ICBO_2018_2: Adapting Disease Vocabularies for Curation at the Rat Genome Database

TitleICBO_2018_2: Adapting Disease Vocabularies for Curation at the Rat Genome Database
Publication TypeConference Paper
Year of Publication2018
AuthorsLaulederkind, S, G. Hayman, T, Wang, S-J, Bolton, E, Smith, JR, Tutaj, M, de Pons, J, Shimoyama, M, Dwinell, M
Conference NameInternational Conference on Biomedical Ontology (ICBO 2018)
Date Published08/06/2018
PublisherInternational Conference on Biological Ontology
Keywordscuration, disease vocabularies, online resource, Rat Genome Database

The Rat Genome Database (RGD) has been annotating genes, QTLs, and strains to disease terms for over 15 years. During that time the controlled vocabulary used for disease curation has changed a few times. The changes were necessitated because no single vocabulary or ontology was freely accessible and complete enough to cover all of the disease states described in the biomedical literature. The first disease vocabulary used at RGD was the “C” branch of the National Library of Medicine’s Medical Subject Headings (MeSH). By 2011 RGD had switched disease curation to the use of MEDIC (MErged DIsease voCabulary), which is a combination of MeSH and OMIM (Online Mendelian Inheritance in Man) constructed by curators at the Comparative Toxicogenomics Database (CTD). MEDIC was an improvement over MeSH, because of the added coverage of OMIM terms, but it was not long before RGD curators saw the need for more disease terms. So within a couple of years, RGD began to add terms to MEDIC under the guise of the RGD Disease Ontology (RDO). Since RGD assigned a unique ID to every MEDIC term imported from CTD, it was easy to add specially coded IDs to indicate those additional terms from a separate, supplemental file.
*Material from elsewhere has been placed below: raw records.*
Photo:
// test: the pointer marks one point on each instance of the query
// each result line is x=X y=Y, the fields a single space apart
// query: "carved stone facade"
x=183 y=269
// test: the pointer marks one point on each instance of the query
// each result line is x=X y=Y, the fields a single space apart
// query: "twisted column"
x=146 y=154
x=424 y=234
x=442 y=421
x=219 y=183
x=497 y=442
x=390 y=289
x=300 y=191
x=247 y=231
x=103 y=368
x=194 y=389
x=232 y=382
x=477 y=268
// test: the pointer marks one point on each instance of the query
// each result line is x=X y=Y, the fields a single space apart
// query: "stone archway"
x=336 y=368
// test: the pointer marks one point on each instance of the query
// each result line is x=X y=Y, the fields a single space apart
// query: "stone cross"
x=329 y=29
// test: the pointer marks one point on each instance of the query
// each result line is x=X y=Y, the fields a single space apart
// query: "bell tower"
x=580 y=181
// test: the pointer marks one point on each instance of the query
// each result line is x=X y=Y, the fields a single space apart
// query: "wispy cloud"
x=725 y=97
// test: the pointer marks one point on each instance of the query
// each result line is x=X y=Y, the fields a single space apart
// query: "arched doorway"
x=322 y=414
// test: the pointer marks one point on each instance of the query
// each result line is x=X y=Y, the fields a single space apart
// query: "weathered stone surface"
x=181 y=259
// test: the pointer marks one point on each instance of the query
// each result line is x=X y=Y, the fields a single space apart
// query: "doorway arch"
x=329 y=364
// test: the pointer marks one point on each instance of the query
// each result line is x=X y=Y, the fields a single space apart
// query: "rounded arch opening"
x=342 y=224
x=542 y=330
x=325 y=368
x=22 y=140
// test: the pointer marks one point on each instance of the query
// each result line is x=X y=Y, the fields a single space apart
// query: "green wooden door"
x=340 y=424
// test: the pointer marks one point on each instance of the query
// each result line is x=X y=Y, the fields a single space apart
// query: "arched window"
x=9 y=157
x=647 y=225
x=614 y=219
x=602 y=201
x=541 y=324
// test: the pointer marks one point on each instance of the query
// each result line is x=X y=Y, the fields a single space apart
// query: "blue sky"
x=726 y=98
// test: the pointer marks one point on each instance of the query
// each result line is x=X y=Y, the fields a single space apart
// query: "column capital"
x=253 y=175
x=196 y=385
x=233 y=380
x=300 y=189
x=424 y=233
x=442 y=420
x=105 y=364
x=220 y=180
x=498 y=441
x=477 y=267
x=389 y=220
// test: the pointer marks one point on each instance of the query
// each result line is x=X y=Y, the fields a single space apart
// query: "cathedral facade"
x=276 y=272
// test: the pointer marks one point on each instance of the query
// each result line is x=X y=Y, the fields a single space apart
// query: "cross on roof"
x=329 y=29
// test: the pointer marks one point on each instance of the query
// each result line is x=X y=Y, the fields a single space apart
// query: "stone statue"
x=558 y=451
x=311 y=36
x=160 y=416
Meanwhile, the human disease ontology (DO) had slowly been developing and expanding. As early as 2010, members of RGD were contributing to the development of DO. Based on the promise of improvements, it was determined that the Alliance of Genome Resources could use the DO as a unifying disease vocabulary across model organism databases. Despite the improvements in DO, RGD still had more than 1000 custom terms and 3800 MEDIC terms with annotations to deal with if RGD would convert to the use of DO. If RGD mapped those non-DO disease terms to DO, much granularity of meaning would be lost. To avoid the loss of granularity it was decided to extend the DO after import of the merged, already axiomized DO file. So after mapping DO completely to the RGD version of MEDIC, a broader, deeper disease vocabulary has been achieved.